Nocturnal tornadoes are more than twice as likely to kill people than daytime tornadoes, researchers have found.
So far, the largest tornado outbreak of the year — 45 twisters — came on Jan. 22. Feb. 24 was the second busiest day for severe weather of the year to date.
While the main tornado season runs from spring to early summer, this year's early outbreaks show that tornadoes can form under a variety of conditions and strike during fall and winter, too. During this period, when the days are short, nighttime tornadoes are a big risk.
Deadly nocturnal tornadoes
Nighttime tornadoes occur most frequently in the nation's mid-South region, also known as Dixie Alley. Tennessee leads the United States in the proportion of nighttime tornadoes: Nearly half the state's tornadoes strike after dark.
The tornado death rate has declined over the past century due to better forecasts and warnings, but the decline in the nighttime tornado death rate has been slower, according to a 2008 study in the American Meteorological Society's journal "Weather and Forecasting."
From 1950 to 2005, 27 percent of U.S. tornadoes were nocturnal, yet of the ones that produced fatalities, 42 percent occurred at night, according to the study. Tornadoes striking from midnight to sunrise were 2.5 times as likely to kill as those occurring during daytime hours, researchers found.

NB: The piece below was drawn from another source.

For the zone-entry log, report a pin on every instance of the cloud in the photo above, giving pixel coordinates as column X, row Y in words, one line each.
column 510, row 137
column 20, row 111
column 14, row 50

Nighttime tornadoes are more dangerous because people are more likely to be asleep and not hear warnings, people are more often in structures that are relatively susceptible to damage, such as single-family homes and mobile homes, and the tornadoes themselves are difficult to see in the dark.
Winter tornadoes less common
Overall, tornadoes are less common during the winter. Of the five tornado-free months since 1950, three of those were winter months, according to the National Weather Service.
Fall and spring typically see more tornadoes because they are both transitional periods when masses of warm and cool air become more likely to collide and create the thunderstorms that spawn twisters. [Infographic: How, When & Where Twisters Form]
Tornadoes form where warm, moist air is trapped underneath a layer of cold, dry air. Many of the strongest tornadoes form when the wind at around 10,000 feet (3,000 meters) above the ground blows in a different direction than the surface wind. In the spring, warm air rising in the storm system hits this so-called wind shear and is pushed from a vertical motion to a horizontal motion, creating a strong rotation.